The Children’s Television Project



Dr. Heinz Doofenshmirtz from Phineas and Ferb, Jafar from Aladdin, and Scar from the Lion King have more in common than their notoriously diabolical nature - their foreign accents. Two decades ago, Professor Julie Dobrow and Chip Gidney created the Children's Television Project (CTV) after seeing the original Lion King movie. After bumping into each other in the hallways of Elliot-Pearson, the Child Studies and Human Development Department Headquarters at Tufts, the pair came to a realization - all of the evil characters in the film had British or distinctly ethnic accents. This launched a discussion, and eventually a study, about the different representations of gender, race, ethnicity, and age that children are exposed to through TV and movies, and how those may unconsciously affect their perspective and biases growing up.

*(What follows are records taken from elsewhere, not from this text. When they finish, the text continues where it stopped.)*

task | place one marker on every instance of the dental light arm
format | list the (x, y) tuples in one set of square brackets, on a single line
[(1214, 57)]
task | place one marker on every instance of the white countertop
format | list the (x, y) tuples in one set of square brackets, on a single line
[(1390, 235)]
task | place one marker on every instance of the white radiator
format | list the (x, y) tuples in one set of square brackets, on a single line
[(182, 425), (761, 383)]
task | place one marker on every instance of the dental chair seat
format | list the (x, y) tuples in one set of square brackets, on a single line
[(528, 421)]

The project has completed analysis on over 200 different children's TV shows, including shows created by Disney Channel, Netflix, Amazon Prime, and PBS. Other than traditionally children's animation, the study also includes shows such as the Simpsons, Bob's Burgers, or Family Guy. While children are not the target audience for shows such as these, they are commonly watched by children because of the nature of their animation.


The CTV project has 4 main branches. The main area of focus is content and sociolinguistic analysis, which focuses mainly on tracking and documenting trends regarding race, ethnicity, gender and age in TV. The study has found “disparities between the racial, ethnic, and gender demographics in the world of children’s television compared to the racial, ethnic, and gender demographics in our actual population.... a vast underrepresentation of characters of color and female characters, but also significant differences in the roles they play and in their portrayal.” Beyond that aspect, CTV also addresses how children consume media and the effects of that media on their perception and the role of parents in children's media consumption. Dubrow and Gidney had piloted a “quasi experimental method” at the Elliot Perarson Children's school to study these specific effects, which will resume after the school reopens.

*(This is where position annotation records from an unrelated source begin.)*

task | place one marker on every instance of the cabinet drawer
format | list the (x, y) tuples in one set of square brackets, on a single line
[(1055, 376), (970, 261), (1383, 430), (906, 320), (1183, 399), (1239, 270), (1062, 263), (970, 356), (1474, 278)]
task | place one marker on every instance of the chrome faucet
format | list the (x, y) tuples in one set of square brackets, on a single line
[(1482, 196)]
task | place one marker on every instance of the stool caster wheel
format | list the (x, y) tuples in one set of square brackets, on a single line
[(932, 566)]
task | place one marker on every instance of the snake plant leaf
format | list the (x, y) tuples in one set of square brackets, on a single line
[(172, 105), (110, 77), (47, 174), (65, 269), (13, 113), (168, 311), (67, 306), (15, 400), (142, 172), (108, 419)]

After the TV analysis, some members of the research team follow up with an examination of content production through interviews from the writers, producers, directors, vocal casting directors and voice actors that create the shows. This past summer, members of the research team interviewed different content creators at major organizations such as Cablevision in New York, Nickelodeon, Sesame Workshop, 9 story, Disney, and Dreamworks Studios, with the goal of better understanding why certain type casting decisions are made. The interviews focus on the reasoning behind character decisions, awareness regarding racial and gender stereotypes, and sometimes include guidelines for future improvement. Regarding her interview experiences this past summer, Professor Dubrow noted “Of course, it was a fascinating time to be talking to people about this while all of the protests were going on over the summer with Black Lives Matter. And issues of diversity and inclusion were very much in the forefront of people's minds”. She stated that the interview and discussion process was affirming, “just to hear from the people who are responsible for making so much of this content, how important they think these issues are, and how interested they were in our work, and how, how invested, they were...all of them wanted to find out what we had found in our research, that made me feel really great, it made me feel like this was an important topic that we're working on, and that our results are becoming valuable to some of the people who are actually making the content that children see”. As the study has continued to grow, Professor Dubrow stated that her research has found its way into the production of children's media all over the world, stating that she's been contacted by a number of different content creators around the world who are interested in creating diverse children's media and using the best practices.